Dieses erbauende Gefühl bringt der Psalm 84 mit den Worten zum Ausdruck:
Wie liebenswert ist deine Wohnung, Herr der Heerscharen. Meine Seele verzehrt sich in Sehnsucht nach dem Tempel des Herrn...Ein einziger Tag in den Vorhöfen deines Heiligtums ist besser als tausend andere.

Doch Jesus schockt seine Zuhörer, die darüber reden und staunen, dass der Tempel mit schönen Steinen und Weihegeschenken geschmückt sei. Er ernüchtert alle, die sich am Glanz imposanter religiöser Bauten erbauen. Davon - meint er - wird einmal nichts übrig bleiben. Und noch mehr: Auf schöne Fassaden und prunkvolle Bauten kommt es am Ende gar nicht an.
Bleiben und zählen wird einmal nur, was dem Menschen Kraft zum Durchhalten und Mut zum Zeugnis gibt. Wichtig ist nur, ob das Vertrauen auf Gott einen im Leben und vor allem in den Widrigkeiten und Schwierigkeiten trägt, wenn einem der Boden unter den Füßen weggezogen wird, wenn die Sterne der Hoffnung vom Himmel fallen. Wenn Orientierungslosigkeit herrscht und man nicht weiß, wem man noch glauben soll.

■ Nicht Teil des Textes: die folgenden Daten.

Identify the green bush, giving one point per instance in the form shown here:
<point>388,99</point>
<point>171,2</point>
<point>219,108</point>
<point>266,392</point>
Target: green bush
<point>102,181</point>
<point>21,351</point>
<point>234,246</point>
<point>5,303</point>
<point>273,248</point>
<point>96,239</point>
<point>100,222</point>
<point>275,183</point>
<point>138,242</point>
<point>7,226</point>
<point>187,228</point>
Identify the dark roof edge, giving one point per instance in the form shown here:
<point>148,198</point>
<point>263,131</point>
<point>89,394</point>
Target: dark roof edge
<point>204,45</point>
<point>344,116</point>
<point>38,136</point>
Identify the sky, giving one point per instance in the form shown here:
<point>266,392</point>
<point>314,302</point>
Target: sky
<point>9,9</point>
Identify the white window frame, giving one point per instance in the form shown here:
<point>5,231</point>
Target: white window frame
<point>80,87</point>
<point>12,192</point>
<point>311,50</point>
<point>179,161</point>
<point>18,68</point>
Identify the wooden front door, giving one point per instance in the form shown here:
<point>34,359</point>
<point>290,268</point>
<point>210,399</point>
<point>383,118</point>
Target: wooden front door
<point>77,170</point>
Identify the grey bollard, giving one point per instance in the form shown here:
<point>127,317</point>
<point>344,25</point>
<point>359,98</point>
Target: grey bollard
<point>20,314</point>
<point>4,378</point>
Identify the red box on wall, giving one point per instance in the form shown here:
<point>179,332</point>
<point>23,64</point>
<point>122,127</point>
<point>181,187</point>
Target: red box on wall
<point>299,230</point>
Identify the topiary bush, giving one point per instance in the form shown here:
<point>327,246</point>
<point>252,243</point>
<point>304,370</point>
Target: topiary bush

Wie oft staune ich selbst, wenn ich in einem hohen Dom oder schönen Kirchen stehe. Wie lässt das Schöne staunen und das Herz aufgehen. Momente der Erbauung. Einfach ein erhebendes Gefühl.
Und doch ist das alles - wenn ich Jesus im heutigen Evangelium richtig verstehe - nur äußerliche Fassade. Diese erhebenden religiösen Gefühle brechen schnell wie Fassaden zusammen, wenn Schicksalsschläge hereinbrechen, wenn es im Leben dann drunter und drüber geht, wenn ich im Glauben angefochten werde. Bleiben wird dann nur, was dem Menschen Kraft zum Durchhalten gibt, die „Worte und die Weisheit“ mit denen Jesus seine Jünger stärkt. Erhebende religiöse Gefühle brechen wie Fassaden zusammen, wenn nicht der innerste Kern der Religion dieses radikale Vertrauen ist, dass Gott da ist, dass er mich in allem und durch alles hindurch hält und trägt. Dieser Glaube, den Jesus ins Bildwort fasst: „Und doch wird euch kein Haar gekrümmt werden.“

Keiner von uns kann über dieses Geschenk des radikalen Gottvertrauens verfügen. Aber eines bestätigt sogar die heutige moderne Gehirnforschung: Was am stärksten Angst verhindern und bewältigen hilft, ist Glauben und Vertrauen.

Fürbitten
Herr, unser Gott, du bleibst uns Menschen nahe. deswegen rufen wir:

A: Herr, bleib‘ nahe deinem Volk

Für alle Gemeinden, die den Zerfall kirchlicher Strukturen erleben und in Depressivität zu versinken drohen

Für die Christen, die im Alltag um ihres Glaubens willen persönliche Nachteile oder sogar Gewalt und Verfolgung erleiden

Für die Menschen auf den Philippinen, die durch die Naturkatastrophe Hab und Gut verloren haben und um viele Menschen trauern

Für alle Menschen, deren Glaube durch Schicksalsschläge schwer erschüttert wurde und deren Vertrauen in dich ins Wanken geraten ist

Für uns, die wir uns nach religiöser Erbauung und nach einem festen Glaubensfundament sehnen

Für unsere Verstorbenen, die wir bei dir daheim wissen. Stellvertretend für alle nennen wir die Namen von....

Darum bitten wir durch Christus, unsern Herrn.